For TP1 we also performed differential copy number variation analysis. The genomes showed 128 CNVs potentially present only in the affected twin after filtering. These were visually inspected in the alignments and compared to the CNVs called for the exomes. The pairwise comparison of exome CNVs from blood samples did not show any region above the filtering cutoffs while the biopsies showed a deletion on chromosome 11 for the exome data. However, this region does not show up in the comparison of blood and biopsy of either twin, nor does it show up in the blood comparison or the genomic CNVs, and there are not sufficient SNVs to support a loss of heterozygosity (LOH) in the region. Therefore, none of the observed potential copy number losses or gains differing between twins or tissues showed sufficient support to be deemed of interest for follow-up analysis.
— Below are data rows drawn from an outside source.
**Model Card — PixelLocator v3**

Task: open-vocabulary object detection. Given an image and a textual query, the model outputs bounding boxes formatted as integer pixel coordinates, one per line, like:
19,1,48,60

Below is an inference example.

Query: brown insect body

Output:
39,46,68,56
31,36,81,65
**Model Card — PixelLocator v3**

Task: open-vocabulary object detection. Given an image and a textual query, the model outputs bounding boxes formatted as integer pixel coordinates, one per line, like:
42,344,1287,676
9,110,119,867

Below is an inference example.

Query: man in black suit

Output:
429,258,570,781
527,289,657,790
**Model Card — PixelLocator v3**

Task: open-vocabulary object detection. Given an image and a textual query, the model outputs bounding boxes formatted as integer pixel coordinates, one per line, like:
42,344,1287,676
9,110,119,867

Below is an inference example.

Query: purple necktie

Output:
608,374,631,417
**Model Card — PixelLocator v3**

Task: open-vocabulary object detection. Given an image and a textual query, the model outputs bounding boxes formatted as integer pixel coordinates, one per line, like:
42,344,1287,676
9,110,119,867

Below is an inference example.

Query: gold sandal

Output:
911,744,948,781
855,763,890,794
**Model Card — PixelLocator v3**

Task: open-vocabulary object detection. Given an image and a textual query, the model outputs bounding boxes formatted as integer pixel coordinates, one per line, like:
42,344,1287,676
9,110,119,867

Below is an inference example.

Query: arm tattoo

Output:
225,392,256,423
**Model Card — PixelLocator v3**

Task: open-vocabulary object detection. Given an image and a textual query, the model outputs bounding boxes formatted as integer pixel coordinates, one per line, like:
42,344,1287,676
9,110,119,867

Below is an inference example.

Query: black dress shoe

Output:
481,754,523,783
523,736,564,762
We estimated the genetic susceptibility of the twin pairs to CD by computing the genotypes of the genomes of TP1 and also, where available, those from the exomes of TP2 and TP3 at the identified CD risk loci ([1] Additional file 1: Table S3). The overall risk, represented by the summed up logarithmic odds ratios for the 133 CD risk alleles present in the twins, showed a higher mutation load in the three twin pairs in direct comparison to the distribution of the calculated overall risk of 1,920 healthy individuals genotyped on the Immunochip (Figure 3 a-c). This indicates that although genetic differences between the co-twins were not detected, a certain proportion of genetic susceptibility may still play a role for the development of CD in the affected twins and the discordance between twins is most likely attributable to environmental factors.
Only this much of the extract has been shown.